You are viewing a plain text version of this content. The canonical link for it is here.
Posted to dev@qpid.apache.org by Kevin van den Bekerom <k....@sig.eu> on 2016/04/08 14:27:18 UTC

Masters Thesis on False Positives in Test Failures

Dear Developers of the Apache Qpid project,



My name is Kevin van den Bekerom and I am currently doing my Master's
research on the topic of false alarms in test code. I would like to ask the
input of the Qpid development team categorizing test code bugs.



My research is based on a recent paper by Arash et al. (
http://salt.ece.ubc.ca/publications/docs/icsme15.pdf). They conducted an
empirical study, categorizing "test code bugs" in Apache software projects,
e.g. semantic, flaky, environmental, etc. A "test code bug" is a failing
test, where the System Under Test is correct, but the test code is
incorrect. To identify test code bugs they looked at issues in JIRA, and
checked if the fixing commit was only in the test code. Only fixed issues
were counted and categorised.



My goal is to replicate their results using a different approach, i.e. ask
developers that were involved in the issue and/or fix how they
would categorise it.  For the Qpid project they counted 152 test code bugs.
Insight into false positives can therefore be very relevant for your
project. Note that the authors only sampled a number of identified test
code bugs for individual inspection.


I would like to ask the Qpid team’s participation in categorizing the
various test bugs. I will provide a list of JIRA IDs which are identified
as test code bugs and an initial list of categories (assertion fault,
obsolete assertion, test dependency, etc) to aid in
the categorisation process with short explanations. In my belief, the
developers that worked on the issue are the one's that are most capable of
categorizing the issue. Please let me know if this project looks
interesting to you and if you are willing to help me out.

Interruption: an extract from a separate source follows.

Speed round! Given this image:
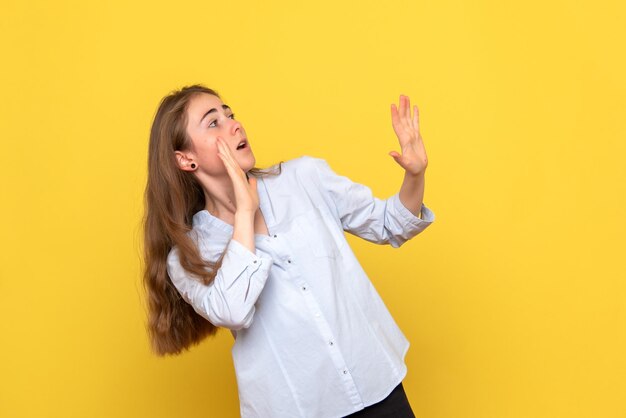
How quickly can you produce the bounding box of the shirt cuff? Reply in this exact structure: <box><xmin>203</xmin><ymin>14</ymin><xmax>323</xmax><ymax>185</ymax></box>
<box><xmin>391</xmin><ymin>192</ymin><xmax>435</xmax><ymax>226</ymax></box>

As a next step I will look for common patterns in identified test code bugs
and my aim is to extent static source code analysis techniques to be also
suited to find test code bugs. I am of course very happy to share my
findings with the team.



Hope to hear from you!



With kind regards,

-- 
*Kevin van den Bekerom* | Intern

+31 6 21 33 93 85 | kvandenbekerom@sig.eu
Software Improvement Group | www.sig.eu

Re: Masters Thesis on False Positives in Test Failures

Posted by Alan Conway <ac...@redhat.com>.
On Sat, 2016-04-09 at 16:57 +0100, Rob Godfrey wrote:
> Hi Kevin,
> 
> On 8 April 2016 at 13:27, Kevin van den Bekerom <k.vandenbekerom@sig.
> eu>
> wrote:
> 
> > 
> > Dear Developers of the Apache Qpid project,
> > 
> > 
> > 
> > My name is Kevin van den Bekerom and I am currently doing my
> > Master's
> > research on the topic of false alarms in test code. I would like to
> > ask the
> > input of the Qpid development team categorizing test code bugs.
> > 
> > 
> > 
> > My research is based on a recent paper by Arash et al. (
> > http://salt.ece.ubc.ca/publications/docs/icsme15.pdf). They
> > conducted an
> > empirical study, categorizing "test code bugs" in Apache software
> > projects,
> > e.g. semantic, flaky, environmental, etc. A "test code bug" is a
> > failing
> > test, where the System Under Test is correct, but the test code is
> > incorrect. To identify test code bugs they looked at issues in
> > JIRA, and
> > checked if the fixing commit was only in the test code. Only fixed
> > issues
> > were counted and categorised.
> > 
> > 
> > 
> > My goal is to replicate their results using a different approach,
> > i.e. ask
> > developers that were involved in the issue and/or fix how they
> > would categorise it.  For the Qpid project they counted 152 test
> > code bugs.
> > Insight into false positives can therefore be very relevant for
> > your
> > project. Note that the authors only sampled a number of identified
> > test
> > code bugs for individual inspection.
> > 
> > 
> > I would like to ask the Qpid team’s participation in categorizing
> > the
> > various test bugs. I will provide a list of JIRA IDs which are
> > identified
> > as test code bugs and an initial list of categories (assertion
> > fault,
> > obsolete assertion, test dependency, etc) to aid in
> > the categorisation process with short explanations. In my belief,
> > the
> > developers that worked on the issue are the one's that are most
> > capable of
> > categorizing the issue. Please let me know if this project looks
> > interesting to you and if you are willing to help me out.
> > 
> > 
> > 
> The paper you reference seems only to be looking at Java code, are
> you
> similarly restricting your research, or looking across all
> languages.  I
> ask mainly because Qpid supports many different components written
> across a
> number of different languages (and the developers are somewhat
> disjoint
> sets). I'm certainly willing to see if I can find some time to look
> at
> JIRAs you list that affect the Java client/broker components, but I
> wouldn't be able to offer any opinion on the C++ code (for example).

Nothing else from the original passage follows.